No fue por fútbol, y todos los que lo vieron lo saben. Dos hombres que el sábado tienen que jugar juntos se dijeron esta semana en el Chamois Niortais cosas que tardan más de una semana en retirarse.
No fue por fútbol, y todos los que lo vieron lo saben. Dos hombres que el sábado tienen que jugar juntos se dijeron esta semana en el Chamois Niortais cosas que tardan más de una semana en retirarse.
«Alineo a jugadores que hacen el trabajo. Todo el trabajo». No se pronunció ningún nombre; todas las cámaras giraron igualmente hacia Hérold Goulon, y el técnico lo permitió.
Un error en defensa es un susto; un error bajo palos es un gol.

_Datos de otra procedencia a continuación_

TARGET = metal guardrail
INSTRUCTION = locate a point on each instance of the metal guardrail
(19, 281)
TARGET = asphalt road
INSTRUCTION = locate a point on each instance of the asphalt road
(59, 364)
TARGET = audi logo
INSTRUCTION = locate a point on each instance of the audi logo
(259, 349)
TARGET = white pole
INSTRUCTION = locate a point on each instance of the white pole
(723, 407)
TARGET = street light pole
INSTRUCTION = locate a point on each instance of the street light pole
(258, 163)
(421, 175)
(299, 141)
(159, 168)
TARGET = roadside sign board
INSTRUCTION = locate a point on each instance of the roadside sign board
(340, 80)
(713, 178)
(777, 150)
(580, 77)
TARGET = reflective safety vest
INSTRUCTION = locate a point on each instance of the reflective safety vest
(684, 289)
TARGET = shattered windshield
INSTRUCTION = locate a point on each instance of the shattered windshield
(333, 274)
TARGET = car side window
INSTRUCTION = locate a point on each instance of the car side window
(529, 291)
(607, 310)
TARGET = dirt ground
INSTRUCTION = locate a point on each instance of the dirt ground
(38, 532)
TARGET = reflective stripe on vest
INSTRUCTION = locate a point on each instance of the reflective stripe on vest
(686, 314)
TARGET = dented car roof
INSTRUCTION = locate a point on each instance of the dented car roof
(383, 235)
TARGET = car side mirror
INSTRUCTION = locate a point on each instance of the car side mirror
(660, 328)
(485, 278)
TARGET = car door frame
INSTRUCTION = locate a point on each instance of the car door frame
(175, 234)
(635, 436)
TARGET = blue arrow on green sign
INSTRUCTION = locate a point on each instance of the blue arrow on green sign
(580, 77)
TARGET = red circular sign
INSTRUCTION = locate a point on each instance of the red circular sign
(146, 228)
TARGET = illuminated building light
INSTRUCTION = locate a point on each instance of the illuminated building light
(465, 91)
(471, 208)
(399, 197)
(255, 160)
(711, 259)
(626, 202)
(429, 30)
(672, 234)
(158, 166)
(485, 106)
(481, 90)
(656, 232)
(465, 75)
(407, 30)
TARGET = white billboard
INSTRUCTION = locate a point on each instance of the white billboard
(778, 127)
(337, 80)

Arnaud Giraud lo sabe, la grada lo supo al instante y detrás de él no había nadie para convertirlo en otra cosa.
Se ha desmentido dos veces y publicado tres, que es la aritmética habitual. Hasta que Daniel Schneider firme algo — un contrato en Chamois Niortais o en cualquier otra parte —, esta columna es suya.

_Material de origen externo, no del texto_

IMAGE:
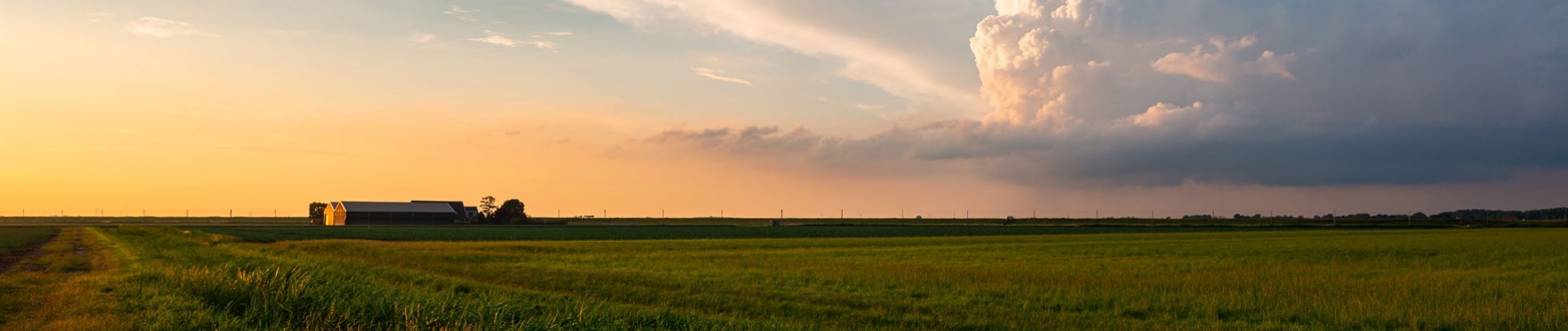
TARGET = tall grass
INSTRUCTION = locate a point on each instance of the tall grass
(1313, 280)
(68, 286)
(199, 281)
(1290, 280)
(661, 233)
(15, 240)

Marcel Barbier estuvo en el centro y, cuando los separaron, había tres o cuatro más metidos. Las ciudades deportivas son sitios pequeños y las temporadas largas los hacen más pequeños.
Todos los clubes del fútbol pagan a sus jugadores la mayor parte de lo que ingresan. Pagarles casi todo es otro invento, y ha acabado igual todas las veces que alguien lo ha intentado.
«Ya duraba demasiado. Prefiero decirlo a la cara antes que dejarlo ahí.» Diez minutos a puerta cerrada en Chamois Niortais, y los dos salieron diciendo que no pasaba nada.
Julien Duval estuvo en el centro y, cuando los separaron, había tres o cuatro más metidos. Las ciudades deportivas son sitios pequeños y las temporadas largas los hacen más pequeños.
«Treinta minutos, puerta cerrada, todo dicho. Después nos dimos la mano». Lo que hubo en esa sala se quedó en esa sala, y Issa Maréga entrenó a la mañana siguiente como un hombre con menos peso encima.
La racha sin perder llega a 9. Algunas fueron victorias y otras, escapadas, pero un equipo que se niega a perder es un equipo del que se habla en otros vestuarios.
No fue por fútbol, y todos los que lo vieron lo saben. Dos hombres que el sábado tienen que jugar juntos se dijeron esta semana en el Chamois Niortais cosas que tardan más de una semana en retirarse.
Todos los clubes del fútbol pagan a sus jugadores la mayor parte de lo que ingresan. Pagarles casi todo es otro invento, y ha acabado igual todas las veces que alguien lo ha intentado.
«Antes de firmar se me dijeron cosas. No las voy a repetir, pero me acuerdo de todas.» Chamois Niortais no han contestado, que también es una forma de contestar.
Ya son 8 partidos sin perder. Unos se ganaron y otros se sobrevivieron, pero se está formando una costumbre — y contra las costumbres es contra lo más difícil que se juega en el fútbol.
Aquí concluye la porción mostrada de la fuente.